Florence Pugh: "Christopher Nolan apologized to me before Oppenheimer"



by   |  VIEW 693

Florence Pugh: "Christopher Nolan apologized to me before Oppenheimer"
Florence Pugh: "Christopher Nolan apologized to me before Oppenheimer" © Gareth Cattermole / Staff Getty Imahe Entertainment

Florence Pugh was the many stars who took part in Oppenheimer, the last film by Christopher Nolan. The actress, in the film, played the lover of the physicist, psychiatrist Jean Teatlock. Nolah, before offering her part to Florence, apologized to the girl.

Pugh plays a small role in Christopher Nolan's film, which runs about three hours. The director felt compelled to apologize to the actress for this, specifying several times that her part would be significantly reduced. Florence told MTV: "Chris really wanted to make sure I knew it wasn't a big role.

And he was understanding if I decided to turn it down. But I told him I didn't care and that I would be on the project too." to play a barmaid in a cafe, who appears in the background. I remember he apologized for the magnitude of the part, but I reassured him that he didn't have to apologize.

But then he said anyway: We'll send you the script, read it and decide, but I totally understand that it's not a big role." In the film there are Cillian Murphy, Emily Blunt, Robert Downey Jr., Matt Damon, Benny Safdie, Josh Hartnett, Gary Oldman, Kenneth Branagh, Michael Angarano, Rami Malek, Dane DeHaan, Dylan Arnold, David Krumholtz, Alden Ehrenreich, Matthew Modine, Casey Affleck, Jack Quaid, David Dastmalchian, Jason Clarke, Alex Wolff, James D'Arcy, Matthias Schweighöfer, Gustaf Skarsgård and Olivia Thirlby.

Oppenheimer plot

In 1926, 22-year-old graduate student J. Robert Oppenheimer studies with experimental physicist Patrick Blackett at the Cavendish Laboratory in Cambridge. He becomes homesick and suffers from anxiety as he grapples with the required lab work.

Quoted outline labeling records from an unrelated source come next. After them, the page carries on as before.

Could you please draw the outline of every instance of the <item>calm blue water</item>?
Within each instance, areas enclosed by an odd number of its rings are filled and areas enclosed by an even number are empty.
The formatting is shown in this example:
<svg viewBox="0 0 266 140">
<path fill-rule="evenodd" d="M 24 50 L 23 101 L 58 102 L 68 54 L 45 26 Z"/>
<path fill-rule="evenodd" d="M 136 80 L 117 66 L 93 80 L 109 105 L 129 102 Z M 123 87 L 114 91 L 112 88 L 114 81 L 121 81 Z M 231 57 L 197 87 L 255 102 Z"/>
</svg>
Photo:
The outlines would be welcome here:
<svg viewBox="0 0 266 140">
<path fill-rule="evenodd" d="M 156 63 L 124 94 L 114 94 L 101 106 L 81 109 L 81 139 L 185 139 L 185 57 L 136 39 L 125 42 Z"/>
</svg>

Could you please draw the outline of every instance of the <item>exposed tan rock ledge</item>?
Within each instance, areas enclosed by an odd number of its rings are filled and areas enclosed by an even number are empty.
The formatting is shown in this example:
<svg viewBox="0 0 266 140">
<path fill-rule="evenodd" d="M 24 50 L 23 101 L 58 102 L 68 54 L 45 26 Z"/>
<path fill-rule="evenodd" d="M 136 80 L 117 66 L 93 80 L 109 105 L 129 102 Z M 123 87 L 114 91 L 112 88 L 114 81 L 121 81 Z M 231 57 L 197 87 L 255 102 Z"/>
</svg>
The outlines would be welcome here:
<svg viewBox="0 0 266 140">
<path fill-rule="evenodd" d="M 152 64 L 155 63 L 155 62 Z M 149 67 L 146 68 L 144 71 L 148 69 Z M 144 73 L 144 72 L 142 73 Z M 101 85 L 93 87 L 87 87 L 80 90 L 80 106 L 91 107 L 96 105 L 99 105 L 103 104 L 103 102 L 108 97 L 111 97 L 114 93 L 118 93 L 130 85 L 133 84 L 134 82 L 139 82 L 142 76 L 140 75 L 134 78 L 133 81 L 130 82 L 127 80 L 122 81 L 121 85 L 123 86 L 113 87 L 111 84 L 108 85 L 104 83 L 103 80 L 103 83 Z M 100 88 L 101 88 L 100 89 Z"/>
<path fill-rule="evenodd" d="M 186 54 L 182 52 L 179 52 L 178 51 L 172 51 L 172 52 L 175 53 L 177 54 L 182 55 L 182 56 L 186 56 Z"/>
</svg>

He, enraged with the demanding Blackett, secretly injects his apple with potassium cyanide, but recovers it from the hands of Niels Bohr, a visiting scientist at the institute, who is impressed enough by his intellect to want to advise him to study instead theoretical physics in Germany, where Oppenheimer completes his Ph.D.

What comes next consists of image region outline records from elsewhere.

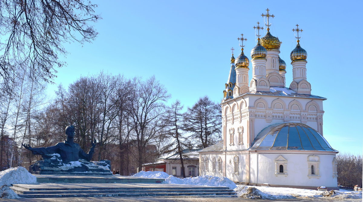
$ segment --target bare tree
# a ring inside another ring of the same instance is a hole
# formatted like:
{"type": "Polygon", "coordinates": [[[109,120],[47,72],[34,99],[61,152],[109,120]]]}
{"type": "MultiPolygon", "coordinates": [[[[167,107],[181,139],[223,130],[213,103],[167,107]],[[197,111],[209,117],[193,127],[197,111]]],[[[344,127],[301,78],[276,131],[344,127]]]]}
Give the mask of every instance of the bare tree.
{"type": "Polygon", "coordinates": [[[164,119],[165,126],[168,128],[166,134],[167,136],[172,138],[174,141],[170,144],[167,146],[169,149],[169,152],[176,151],[179,154],[179,157],[182,164],[182,173],[183,178],[185,178],[185,169],[184,168],[184,163],[183,162],[183,151],[185,148],[186,145],[184,143],[186,142],[185,138],[183,133],[185,129],[185,124],[183,123],[183,119],[185,116],[182,112],[183,106],[180,104],[180,102],[177,100],[173,103],[171,106],[168,107],[167,111],[167,115],[164,119]]]}
{"type": "MultiPolygon", "coordinates": [[[[90,22],[99,16],[97,5],[82,0],[0,0],[0,76],[12,79],[19,65],[27,67],[34,81],[51,81],[61,67],[62,44],[89,42],[98,33],[90,22]]],[[[7,83],[8,89],[11,90],[7,83]]]]}
{"type": "Polygon", "coordinates": [[[138,152],[138,168],[141,170],[146,145],[161,129],[164,103],[170,95],[154,76],[144,81],[136,83],[137,81],[133,81],[136,87],[133,92],[131,110],[138,152]]]}
{"type": "Polygon", "coordinates": [[[344,186],[358,185],[362,187],[363,161],[361,154],[339,153],[337,155],[338,183],[344,186]]]}
{"type": "Polygon", "coordinates": [[[220,138],[221,111],[219,105],[205,96],[199,98],[185,116],[185,129],[192,133],[199,148],[205,148],[220,138]]]}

Later he meets theoretical physicist Werner Heisenberg at a conference in Switzerland. Returning to the United States with the intention of expanding quantum physics research there, he began teaching at the University of California and at the California Institute of Technology.

He meets his future wife, Katherine "Kitty" Puening, a biologist and former Communist, and is also in an on-and-off relationship with Jean Tatlock, a member of the Communist Party of the United States of America. In 1938, Nazi Germany's advances in nuclear fission research led Oppenheimer and his colleagues to replicate their findings.